If there’s one thing I’ve learned from the post-bac program, it’s that being pre-health doesn’t mean being a bio major. The path to being a clinician can start anywhere – from journalism in New York City, or teaching in South Africa – and it can include more than just taking classes, shadowing doctors, and working in research labs.

So when I started looking for medically-relevant extracurriculars, I didn’t limit my search to the clinical setting. I built off of my early education background and ended up at the Museum of Science in an exhibit dedicated to human health, biology, and behavior.

At the Museum of Science, I give an array of interactive educational presentations, like sheep eye dissections, bonobo skeleton reconstructions, and pig heart/lung demonstrations. I work with and learn from real anatomy every day, and I have picked up so much information that I wasn’t taught in class. (Did you know that a child’s heart rate is faster than an adult’s? Or that you can taste salt, but not smell it?)

The visitor interactions are fantastic. I have learned so much by helping others learn and exploring their curiosities. And my co-workers are a great resource! I work with about a dozen volunteers who give presentations with me, many of whom are retired physicians or professors of science, and every single one of them is there because they love working with people and sharing their experiences.

In the meantime, I am also designing a new presentation to bring into the exhibit, which requires research into biology (What should we teach?) as well as two different levels of education (How should we teach it to presenters? How should we teach it to visitors?).
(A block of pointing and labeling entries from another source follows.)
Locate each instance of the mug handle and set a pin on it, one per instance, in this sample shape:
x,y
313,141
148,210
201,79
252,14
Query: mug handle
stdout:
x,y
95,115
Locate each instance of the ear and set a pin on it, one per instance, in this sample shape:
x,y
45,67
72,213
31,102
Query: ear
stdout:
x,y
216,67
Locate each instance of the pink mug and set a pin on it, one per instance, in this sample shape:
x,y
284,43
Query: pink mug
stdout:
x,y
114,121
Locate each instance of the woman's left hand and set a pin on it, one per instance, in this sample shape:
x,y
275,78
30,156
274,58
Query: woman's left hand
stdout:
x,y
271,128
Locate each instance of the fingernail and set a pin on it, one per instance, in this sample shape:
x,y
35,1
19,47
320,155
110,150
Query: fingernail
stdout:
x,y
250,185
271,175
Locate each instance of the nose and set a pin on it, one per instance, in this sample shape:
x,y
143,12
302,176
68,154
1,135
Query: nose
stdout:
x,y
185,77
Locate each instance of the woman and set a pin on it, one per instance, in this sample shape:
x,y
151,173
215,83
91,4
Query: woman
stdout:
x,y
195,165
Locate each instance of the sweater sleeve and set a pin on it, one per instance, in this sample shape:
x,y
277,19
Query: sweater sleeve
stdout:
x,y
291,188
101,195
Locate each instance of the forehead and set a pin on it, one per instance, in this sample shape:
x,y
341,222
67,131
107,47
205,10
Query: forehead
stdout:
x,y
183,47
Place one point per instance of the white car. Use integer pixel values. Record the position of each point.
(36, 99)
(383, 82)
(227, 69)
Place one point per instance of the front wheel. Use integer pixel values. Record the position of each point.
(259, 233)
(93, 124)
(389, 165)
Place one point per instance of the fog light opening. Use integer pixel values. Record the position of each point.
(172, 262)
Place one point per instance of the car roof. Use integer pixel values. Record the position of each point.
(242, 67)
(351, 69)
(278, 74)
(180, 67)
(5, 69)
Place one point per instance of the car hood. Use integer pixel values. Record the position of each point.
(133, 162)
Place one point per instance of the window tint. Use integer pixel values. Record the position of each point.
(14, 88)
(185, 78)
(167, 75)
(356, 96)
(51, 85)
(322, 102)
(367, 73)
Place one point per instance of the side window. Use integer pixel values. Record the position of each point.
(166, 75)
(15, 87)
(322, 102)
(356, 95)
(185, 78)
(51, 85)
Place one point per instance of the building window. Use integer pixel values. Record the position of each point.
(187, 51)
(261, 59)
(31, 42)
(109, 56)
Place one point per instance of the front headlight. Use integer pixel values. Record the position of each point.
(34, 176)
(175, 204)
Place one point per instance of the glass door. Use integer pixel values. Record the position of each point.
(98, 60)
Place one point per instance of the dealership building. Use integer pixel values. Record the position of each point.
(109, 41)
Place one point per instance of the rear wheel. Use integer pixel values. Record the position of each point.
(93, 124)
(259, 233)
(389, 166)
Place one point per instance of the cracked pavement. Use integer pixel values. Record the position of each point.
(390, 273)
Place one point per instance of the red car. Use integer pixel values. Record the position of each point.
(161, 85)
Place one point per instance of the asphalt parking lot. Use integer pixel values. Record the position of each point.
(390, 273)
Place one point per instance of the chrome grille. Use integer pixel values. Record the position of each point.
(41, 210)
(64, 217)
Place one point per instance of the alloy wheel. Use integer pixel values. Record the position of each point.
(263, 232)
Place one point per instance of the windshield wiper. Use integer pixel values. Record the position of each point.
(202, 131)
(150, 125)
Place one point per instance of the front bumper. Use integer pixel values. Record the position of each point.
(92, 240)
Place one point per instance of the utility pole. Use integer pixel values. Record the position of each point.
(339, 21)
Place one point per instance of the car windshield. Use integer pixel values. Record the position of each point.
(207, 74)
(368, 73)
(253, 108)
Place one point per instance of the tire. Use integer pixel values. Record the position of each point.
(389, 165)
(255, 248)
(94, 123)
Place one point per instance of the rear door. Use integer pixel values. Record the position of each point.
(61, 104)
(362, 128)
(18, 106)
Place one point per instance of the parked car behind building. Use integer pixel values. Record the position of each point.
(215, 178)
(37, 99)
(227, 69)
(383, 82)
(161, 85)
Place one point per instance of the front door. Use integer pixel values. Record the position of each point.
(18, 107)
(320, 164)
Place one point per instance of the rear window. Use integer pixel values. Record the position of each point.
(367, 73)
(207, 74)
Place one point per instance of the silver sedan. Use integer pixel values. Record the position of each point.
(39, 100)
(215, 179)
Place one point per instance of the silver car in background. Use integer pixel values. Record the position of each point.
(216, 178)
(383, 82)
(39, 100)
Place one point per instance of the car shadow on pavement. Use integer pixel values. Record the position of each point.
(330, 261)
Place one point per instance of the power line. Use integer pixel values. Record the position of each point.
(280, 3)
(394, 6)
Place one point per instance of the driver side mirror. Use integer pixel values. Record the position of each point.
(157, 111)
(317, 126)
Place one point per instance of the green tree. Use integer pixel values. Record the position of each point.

You can learn without being in a classroom, you can study the human body without being in a hospital, and you can do research without being in a lab. My advice: make your pre-med path your own and you’ll enjoy every step.

Museum of Science

Dan Earley: My Time at Lahey

Our last post was about the Lahey Clinical Research Preceptorship from the perspective of someone who recently completed both the preceptorship and the Postbac Premed Program. Another former preceptor and postbac alum, Dan Earley, who has just begun medical school, talks about turning the preceptorship into a fulltime glide-year job:

As I start my first weeks of medical school, it’s a good opportunity to reflect on the last few years that got me here. Late in my senior year of college I started thinking about a career in medicine but as a Classics major with only a few science classes, I knew I had a long way to go. I spent the first 6 months after college reflecting if this was the path I wanted to take, and researching ways to achieve my goals. After getting into the Tufts Postbaccaulaureate program I started classes in January following my graduation.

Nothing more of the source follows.